Nos tempos do capitalismo selvagem dos finais do século XIX, os magnatas famosos da época como Carnegie, Rockefeller, Gould ou Morgan já haviam inventado a maioria das habilidades que ainda hoje são usadas para assumir o controle de uma sociedade. Contudo, ocasiões houve em que, entre eles, tiveram que transaccionar empresas e aí, quem comprava teve que se chegar à frente e mostrar o metal sonante ou com outro substituto líquido. Entre os Tycoons* não era preciso apenas ser rico, era preciso pôr a riqueza em cima da mesa.

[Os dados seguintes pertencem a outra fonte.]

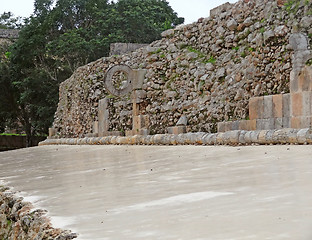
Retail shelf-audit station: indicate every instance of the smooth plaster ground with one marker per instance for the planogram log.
(168, 192)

Em 1901, quando Andrew Carnegie se quis retirar da actividade e liquidar todos os seus interesses (sobretudo no sector siderúrgico), John Pierpont Morgan, que era banqueiro, mostrou-se interessado no negócio, tendo ele sido acordado pelo valor de 480 milhões de dólares**, dos quais um pouco menos de metade (226 milhões) pertenciam pessoalmente a Carnegie, que o recebeu em títulos do tesouro norte-americanos, depositados num enorme cofre concebido expressamente para guardar aquele enorme volume de papel.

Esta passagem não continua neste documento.